Volatility on Portuguese government debt was the highest in the euro area today, followed by Spain and Italy, according to measures of 10-year bonds, the spread between two- and 10-year securities, and credit default swaps. Portugal’s 10-year yield lost 28 basis points to 8.69 percent, more than twice the average daily move over the past 90 days.
Nickel, sugar and cotton fell more than 2 percent to lead losses in 13 of 24 commodities tracked by the S&P GSCI Index, which slipped 0.4 percent. Soybeans pared gains after climbing as much as 1.9 percent to an all-time high of $17.89 a bushel. Prices have risen 46 percent this year as the worst U.S. drought in 56 years curbed output.
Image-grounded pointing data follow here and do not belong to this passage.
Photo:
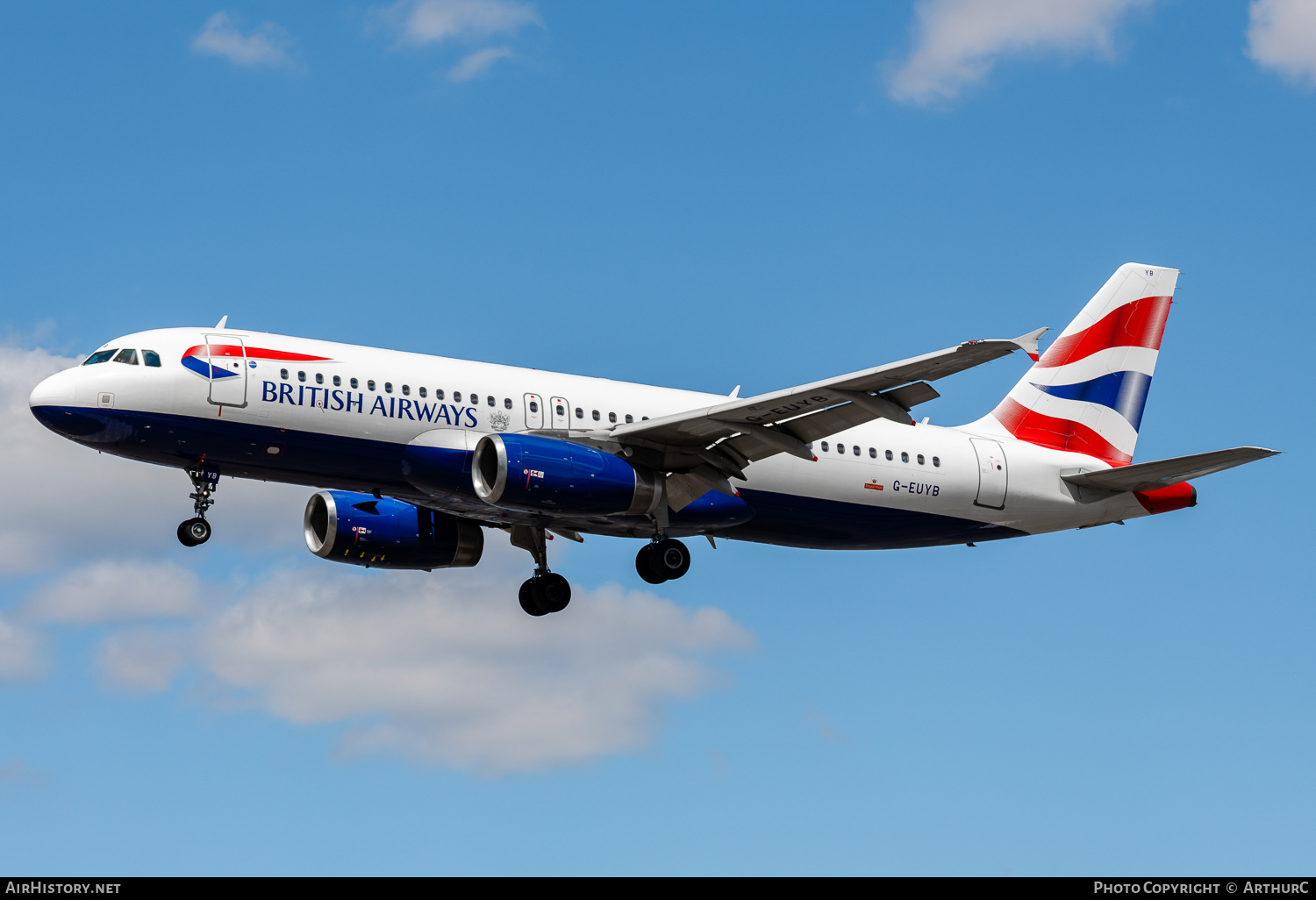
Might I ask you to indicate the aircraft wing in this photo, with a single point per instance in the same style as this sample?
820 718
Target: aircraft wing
786 421
1163 473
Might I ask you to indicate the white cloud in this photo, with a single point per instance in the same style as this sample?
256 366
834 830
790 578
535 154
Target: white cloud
442 668
112 591
434 21
139 661
21 655
961 39
1282 36
265 46
476 63
431 668
65 500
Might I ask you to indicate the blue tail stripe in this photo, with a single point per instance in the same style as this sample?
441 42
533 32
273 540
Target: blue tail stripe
1124 392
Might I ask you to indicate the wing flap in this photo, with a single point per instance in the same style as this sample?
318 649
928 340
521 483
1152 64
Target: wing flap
849 400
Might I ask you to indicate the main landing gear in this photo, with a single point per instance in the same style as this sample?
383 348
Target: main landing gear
662 560
197 529
545 592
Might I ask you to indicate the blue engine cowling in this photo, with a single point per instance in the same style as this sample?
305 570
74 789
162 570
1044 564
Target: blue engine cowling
363 531
523 471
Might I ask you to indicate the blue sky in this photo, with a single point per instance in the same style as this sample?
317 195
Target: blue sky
699 196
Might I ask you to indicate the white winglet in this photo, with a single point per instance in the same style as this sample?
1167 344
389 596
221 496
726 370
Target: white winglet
1028 342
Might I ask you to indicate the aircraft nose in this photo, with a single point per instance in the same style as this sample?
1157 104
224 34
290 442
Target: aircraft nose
60 389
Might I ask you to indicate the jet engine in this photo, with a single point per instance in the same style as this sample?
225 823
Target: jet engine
366 531
524 471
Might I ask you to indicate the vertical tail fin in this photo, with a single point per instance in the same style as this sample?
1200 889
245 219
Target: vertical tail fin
1087 391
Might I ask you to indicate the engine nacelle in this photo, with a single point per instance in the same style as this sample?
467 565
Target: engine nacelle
524 471
363 531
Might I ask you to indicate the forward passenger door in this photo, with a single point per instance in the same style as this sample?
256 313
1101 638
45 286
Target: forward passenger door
226 355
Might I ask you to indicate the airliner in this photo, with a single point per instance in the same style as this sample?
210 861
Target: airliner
415 458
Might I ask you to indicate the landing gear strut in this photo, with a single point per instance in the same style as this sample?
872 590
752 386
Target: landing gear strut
197 529
545 592
662 560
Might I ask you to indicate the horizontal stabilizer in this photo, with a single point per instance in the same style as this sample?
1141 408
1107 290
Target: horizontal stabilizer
1163 473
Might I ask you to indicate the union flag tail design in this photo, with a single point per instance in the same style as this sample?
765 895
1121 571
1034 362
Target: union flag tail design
1087 391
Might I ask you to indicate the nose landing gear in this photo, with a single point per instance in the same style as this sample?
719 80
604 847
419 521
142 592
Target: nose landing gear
197 531
662 561
545 592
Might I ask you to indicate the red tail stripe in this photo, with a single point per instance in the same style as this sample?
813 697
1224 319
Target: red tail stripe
1139 324
1057 433
250 353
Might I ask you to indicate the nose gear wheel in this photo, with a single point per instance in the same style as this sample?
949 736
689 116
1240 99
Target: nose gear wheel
204 483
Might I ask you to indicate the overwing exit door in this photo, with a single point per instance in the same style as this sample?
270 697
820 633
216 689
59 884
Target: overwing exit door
533 411
561 413
226 355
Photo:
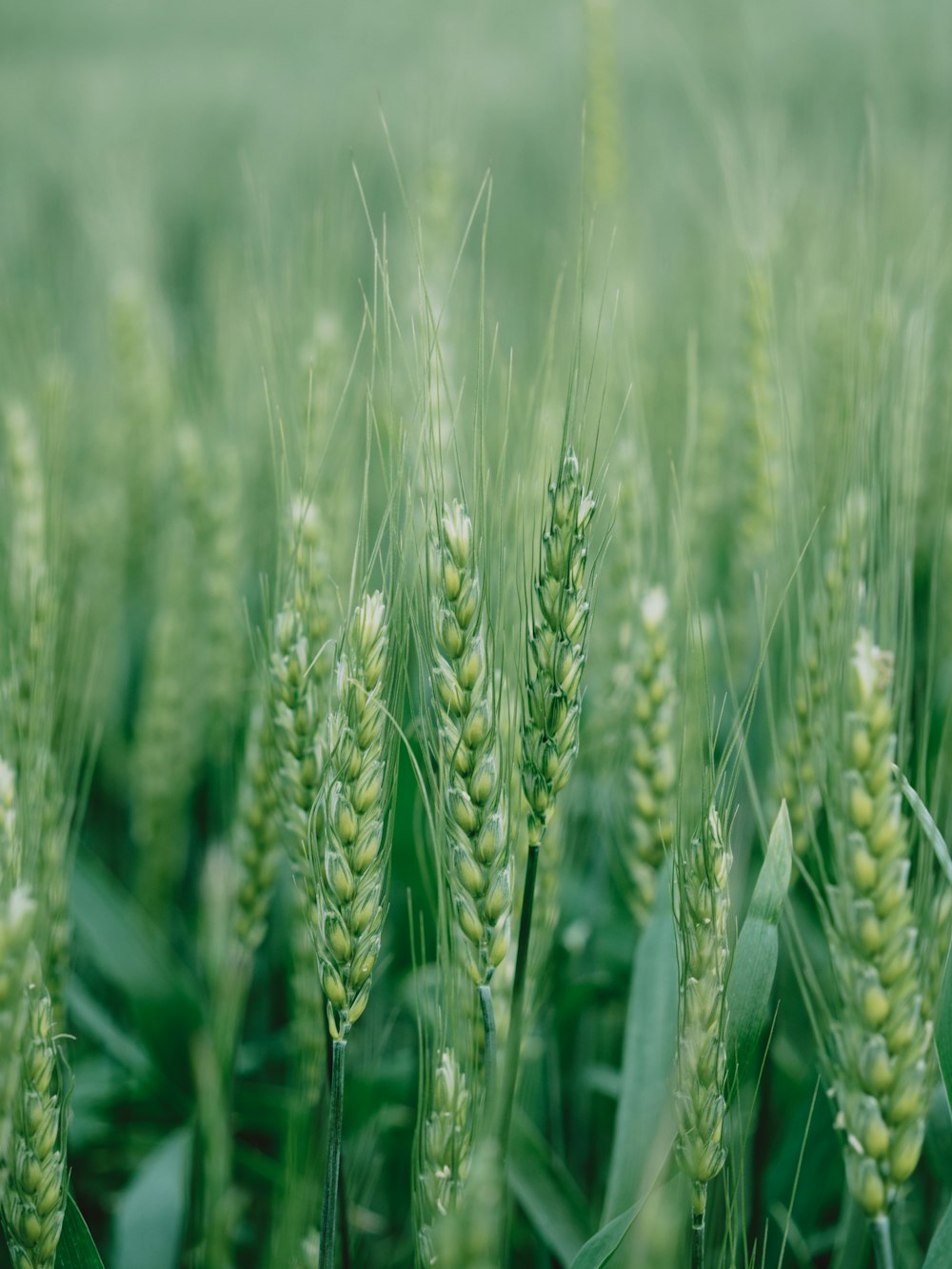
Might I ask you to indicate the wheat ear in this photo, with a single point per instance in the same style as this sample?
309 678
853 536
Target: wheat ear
478 864
701 917
558 643
880 1043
Gold for December delivery settled up 0.5 percent at $1,696 an ounce amid speculation that a sluggish global economy will force central bankers to add monetary stimulus, increasing demand for the metal as an inflation hedge.
The MSCI Emerging Markets Index lost 0.6 percent. The Shanghai Composite Index dropped 0.8 percent as Goldman Sachs Group Inc. cut estimates for Chinese earnings and Societe Generale SA lowered its growth forecast for the world’s second- largest economy. India’s Sensex rose 0.3 percent.
China’s manufacturing contracted at the fastest pace since March 2009, a private survey showed, indicating the slowdown in the world’s second-largest economy is deepening.
The purchasing managers’ index released today by HSBC Holdings Plc and Markit Economics had a final reading of 47.6 for August after a preliminary 47.8 provided Aug. 23. The gauge was at 49.3 in July. The dividing line between expansion and contraction is 50.